Passados cinqüenta e um anos, continuamos a louvar e a reconhecer a importância daquela declaração, mas somos obrigados a concordar com quão longe, prezado Presidente Álvaro Dias, está o entusiasmo dos homens e das nações que a assinaram! Até parece uma utopia, diante da diferença infinita que há entre aquilo que lá se queria e o que hoje ocorre com a Humanidade: praticamente dois bilhões de criaturas humanas estão abaixo do padrão de pobreza e muitas estão no de miserabilidade; mais de um bilhão de pessoas estão passando fome!  

Durante esse período, por exemplo, os Estados Unidos, com as suas determinações de achar que são a polícia do mundo, em Cuba, no passado, decretaram a invasão da Bacia dos Porcos; em São Salvador, com não sei quantos mil mariners, intervieram como se se tratasse de um território ocupado. Há pouco, decretaram o bombardeio do Iraque, porque a CIA teria descoberto um atentado que, tempos atrás, não ocorreu e, se ocorreu, não teve conseqüência alguma.  

Hoje, na Chechênia, a Rússia quer fazer chantagem com as armas nucleares que possui para esmagar a nação, diante do quase silêncio do mundo. Na antiga Iugoslávia, o mundo assistiu, dia após dia, aos destroços de uma incompreensão que parecia ter terminado nesse último respirar do milênio. Na Espanha, que vive, hoje, época de tranqüilidade, antigas divergências que se imaginavam sob controle estão ressurgindo.  
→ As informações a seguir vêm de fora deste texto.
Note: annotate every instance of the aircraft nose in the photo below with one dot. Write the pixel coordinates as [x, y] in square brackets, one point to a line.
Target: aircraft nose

Não vejo, Sr. Presidente, olhando para o Brasil e para o mundo, uma demonstração de propostas reais, na despedida do milênio, e não consigo compreender isso. Durante os festejos do novo milênio, o nosso Presidente estará no Rio, numa festa magnífica, a bordo de um barco transformado em não sei o quê; milionários brasileiros, inclusive do meu Estado, passarão o milênio a bordo de um avião Concorde, sobrevoando Paris, numa festa excepcional. Cada um passá-lo-á do seu jeito e da sua forma.  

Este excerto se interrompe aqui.